The paper presented by McDonald et al. focuses on the intricate processes at play in the Phoenix cluster, particularly within its core. Utilizing data from the Chandra X-ray Observatory, the Hubble Space Telescope, and the Karl Jansky Very Large Array, the researchers provide a comprehensive examination of the feedback mechanisms that are critical to understanding the formation and maintenance of cooling flows and the role of active galactic nuclei (AGN) in this context.

Core Detailed Observations

The Phoenix cluster is distinguished by its extreme cooling rate and star formation occurring in its central galaxy. This is driven by a cooling flow, which is manifesting at rates far exceeding what is typically observed in similar clusters. The deep observations achieved in this paper led to several key insights:

• Thermodynamic Profiles: The temperature and entropy profiles of the intra-cluster medium (ICM) depict a steep decline towards the cluster core. The entropy profile lacks the typical central entropy floor found in many clusters, resembling closely the predictions of a steady, homogenous cooling flow.
• AGN Feedback: Interestingly, the paper emphasizes the dual nature of AGN feedback—both heating and cooling. The AGN in the Phoenix cluster is propelling massive radio jets that create cavities in the X-ray emitting gas. These cavities appear to play a role in uplifting low-entropy gas, promoting a cooling and condensation process rather than halting it, resulting in a large reservoir of cold gas and elevated star formation rates.
• Finite Suppression of Cooling Rates: The observations suggest that the cooling in the cluster center is only moderately suppressed by the AGN, leading to a cooling rate that vastly exceeds that typically seen in comparable environments. This results in star formation correlating closely with the theoretical cooling rates.
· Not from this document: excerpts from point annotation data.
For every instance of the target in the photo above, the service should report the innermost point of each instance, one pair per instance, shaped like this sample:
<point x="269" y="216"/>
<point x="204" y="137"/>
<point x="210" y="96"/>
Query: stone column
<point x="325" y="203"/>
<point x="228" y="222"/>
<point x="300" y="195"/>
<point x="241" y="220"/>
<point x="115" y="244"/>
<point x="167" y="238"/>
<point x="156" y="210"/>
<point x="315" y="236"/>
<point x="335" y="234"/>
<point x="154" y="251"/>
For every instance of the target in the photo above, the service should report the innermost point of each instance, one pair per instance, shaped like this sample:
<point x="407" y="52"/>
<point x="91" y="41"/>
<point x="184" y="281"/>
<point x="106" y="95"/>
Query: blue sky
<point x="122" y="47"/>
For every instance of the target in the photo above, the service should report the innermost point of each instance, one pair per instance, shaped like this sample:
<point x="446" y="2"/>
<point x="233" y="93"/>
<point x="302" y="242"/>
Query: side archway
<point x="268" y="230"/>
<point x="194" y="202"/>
Implications and Future Speculations

The paper's findings have significant implications for our understanding of galaxy cluster dynamics:

• Positive vs. Negative Feedback: This paper reveals that the traditional concept of AGN feedback as a purely suppressive mechanism is overly simplistic. The Phoenix cluster showcases a regime where AGN activity, through uplifting and stirring rather than purely heating, accelerates the cooling process.
• Conditions for Multiphase Condensation: With cooling times falling below free-fall times (t_cool / t_ff ≤ 1), conditions are conducive to multiphase condensation within the cluster core, offering a direct observation of a state rarely documented across other clusters.
• Potential for Future Models and Studies: This paper sets the stage for further studies that could adapt existing models of starburst-driven turbulence to cluster environments, examine the broader impact of asymmetrical feedback on cluster evolution, and utilize future high-resolution, multi-wavelength observations to validate these processes.

In conclusion, the Phoenix cluster provides an exceptional laboratory for studying the complex interplay of cooling flows and AGN feedback. These new findings challenge existing assumptions about the feedback cycle, providing fertile ground for future research that could redefine our understanding of cosmic structure formation.